In Mapping, a set of polished stainless steel canisters, beautifully marked with engraved identifications, sit on a bench beneath a suspended video screen on which artist names appear and disappear in an endless, floating loop.
The canisters contain details of highly memorable performers and performances collected from 1000 interviews, dated and stamped. They are hand-welded, lavish objects that keep the interview cards safely enclosed under refractory glass designed to withstand cyclones, fires, and floods.
Scribe’s many handwritten files contain multiple documents that can be extracted and read. The sheer number of pages is overwhelming and the breadth of audience commentary – joyful, moved, connected, inspired – is breathtaking.

Sofie Dieu/Abbotsford Convent
It is a poignant reminder of the traces left outside the artist’s own experience when performing a work: an often surreal and lonely moment once the audience has left the room.
A practice of care
Archiving the ephemeral fosters a practice of care and acknowledgment that extends to the practical ways in which our journey through the room and engagement with the artworks is facilitated.
The monastery is a suitable location for such a careful collection. Analogous processes and objects are in the foreground. Typewriters, brown paper, rope, awls and aprons are part of the painstaking construction process. Servants and scribes act as keepers in the room and facilitate the careful holding of the material.

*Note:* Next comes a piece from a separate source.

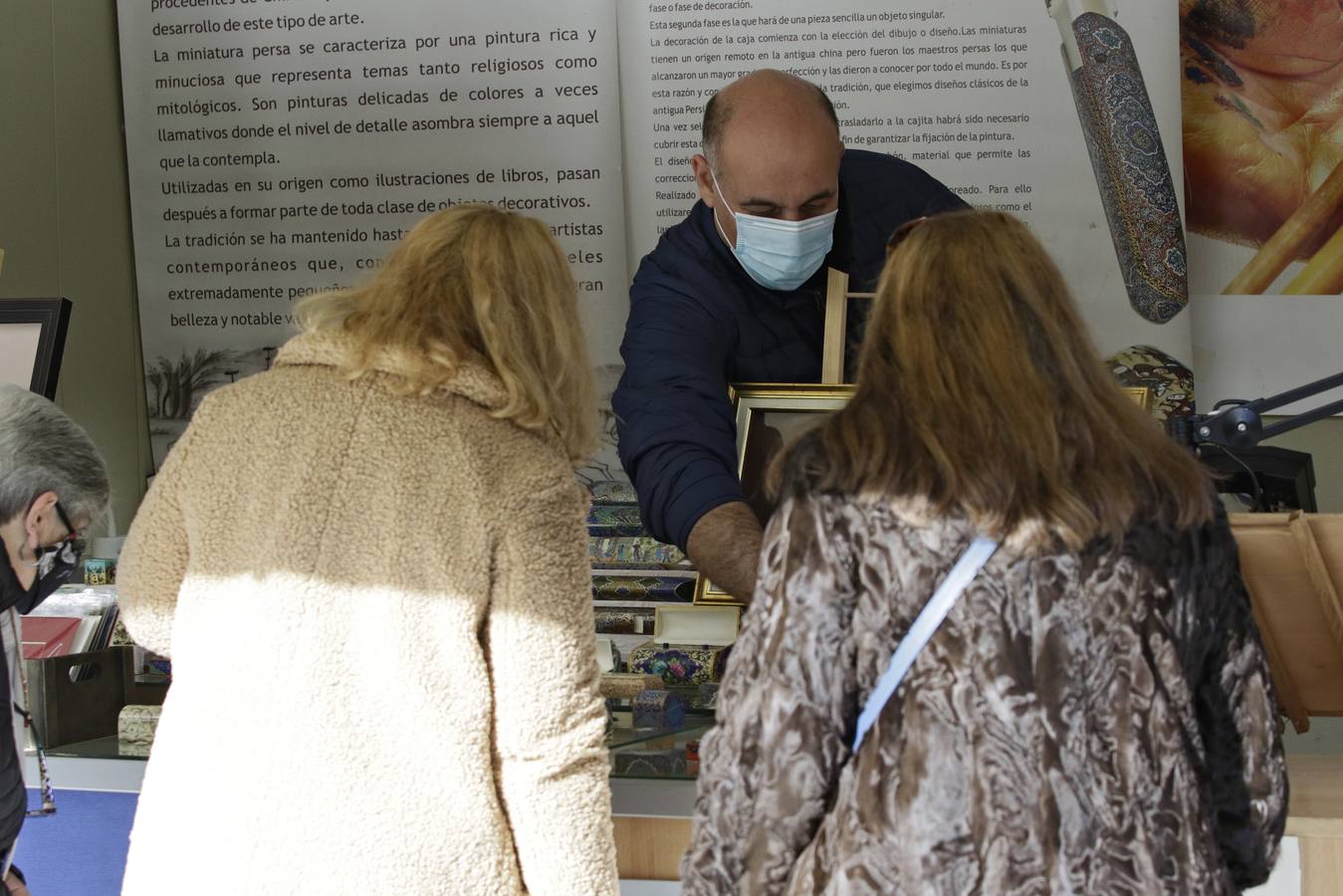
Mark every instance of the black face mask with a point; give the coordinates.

We are given the opportunity to continue the archive as it evolves and passes around us. As I make my way through the room, I notice my own embodied archival actions – taking notes, talking to others – as I continue to document the documents. We are not only witnessing the oeuvre of one artist. Archiving the Ephemeral addresses the need for increased visibility, recognition and reverence for Australia’s experimental and independent artists, and speaks to the many collaborations, associations and intricate connections that mark an important – if unacknowledged – cultural legacy.
Archiving the ephemeral is until April 22 at Abbotsford Convent, Melbourne.